What The Source Exposes About Truth and Identity
Can you trust the information you’ve just gotten? That’s a newly relevant question in our political environment, but it’s the basis of a lot of drama and theater. If composer Ted Hearne and his librettist Mark Doten had been interested, their music theater piece The Source, based on the Chelsea Manning – Wikileaks revelations would have made a great political thriller.
But the “oratorio and patchwork of songs” that emerged from Hearne’s creative process only toys at the edges of the thriller genre: “Who are you?” asks the man in contact with the leaker at the beginning of the piece. It’s an intro: The work, to be performed at the Taube Atrium Theater as part of San Francisco Opera’s OperaLab series (Feb. 24 – March 3), quickly adds layers that, to Hearne, are far more important.
Politics has been part of the composer’s profile since the highly-praised dramatic song-cycle Katrina Ballads (2007) made him well-known. Directly after Hearne began thinking about the Wikileaks documents released in 2010, the appearance of the leaker, Chelsea (then Bradley) Manning gave the piece more focus on the questions of identity and responsibility.
The Source assumes the audience knows Manning’s story and the music sets pieces of the documents released, as well as chat logs. The result is a show that probes the gray areas in the story from several angles.
“I identify with Chelsea Manning,” Hearne says, “and I identify with the struggle that she was verbal about going through, which is both a struggle of personal identity and a struggle of responsibility — and taking up identity in that way — and so the piece is more than about telling her story, more than taking a position on whistleblowing. It’s more about looking at the content of the leaks she exposed, asking ‘what would you do if you were in that situation?’”
Hearne sees this question – “what would you do?” — as a critical one.
“More than anything, [writing The Source] helped me deal with how I was so distant from the actions that were taking place,” he explained. “I felt – and I do feel – that I was in a completely different place from the servicemen and women whose experiences were depicted in those leaks, but also from the citizens of Iraq and Afghanistan. Right? I was living in Brooklyn with the privilege to be an artist. … And the nature of war now is that so many people in this country don’t have to think about it. At least, in my life, I didn’t really have to think about it. I was not made, economically or socially, to think about it.”
The work doesn’t have conventional theatrical action, and sometimes Hearne has described it as like a video installation. The musical score also refuses to conform to expectations, and Hearne has dispensed with operatic singing technique, which he finds too historically situated for his purposes. “The singers that I really love to listen and I find very expressive, most of them sing in a nonclassical style — R&B or some sort of pop or an early music style,” he says.

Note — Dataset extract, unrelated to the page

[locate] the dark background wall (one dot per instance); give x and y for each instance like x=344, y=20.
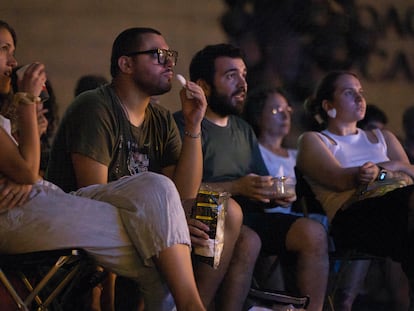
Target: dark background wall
x=373, y=38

In some of Hearne’s other works, you find a kind of potpourri of musical reference over a base of minimalist-influenced groove (which makes sense, given that his teachers included Bang on a Can founders David Lang, Julia Wolfe, and Michael Gordon.) SFCV reviewer Giacomo Fiore, writing about the string orchestra piece Law of Mosaics described it this way: “The music emerges as an infectious network of quotations and allusions ... The musicians seamlessly conform to the rapidly changing styles of the sources, quoting inflections, timbre, and articulation in addition to themes and harmony …” If you’re a member of the millennial generation, your peers are listening to a wide range of music: “We live in a culture where you can easily put your iPod on grand shuffle; you can curate music for any particular situation.”
The Source uses this free play of styles to make the larger point about identity. Hearne explains:
The malleability of stylistic signifiers in the music started to become a metaphor for the fluidity of gender and the gray area between right and wrong – these questions don’t lend themselves to binary thinking; the definition of gender doesn’t lend itself to binary thinking and genre comes from the same root as gender. There’s lots of ways to play around those edges and those boundaries and I think it can help us think about how we contextualize things.
Hearne’s urbanity and receptivity to his musical environment has led him to a quintessentially urban genre: “There’s lot of indie rock musicians that I find very inspirational [but] my biggest [nonclassical] influences, especially on The Source hail from hip-hop. Because hip-hop is really an art of recombination. That strikes me as very contemporary.”
Hearne’s music pulls from all that, and can quote the Jerome Kern/Otto Harbach standard “Smoke Gets in Your Eyes” at the same time. Beyond all the technical features of the music, its DNA is the art of recombination: “Hip-hop producers have had their finger on the pulse of a new way of communicating with sound and I want to have my finger on that pulse, so that’s the music I look to for inspiration.”
The question of who you are, even as a musician, is a gray area itself, an answer produced provisionally, in context. Hearne’s generation of serious, independent musicians is not really caught between musical worlds so much as it has absorbed the influence of all of them, and imagines an audience that has done so, too. It’s a challenge to us traditionalists, of course, but then that’s what new art is meant to do.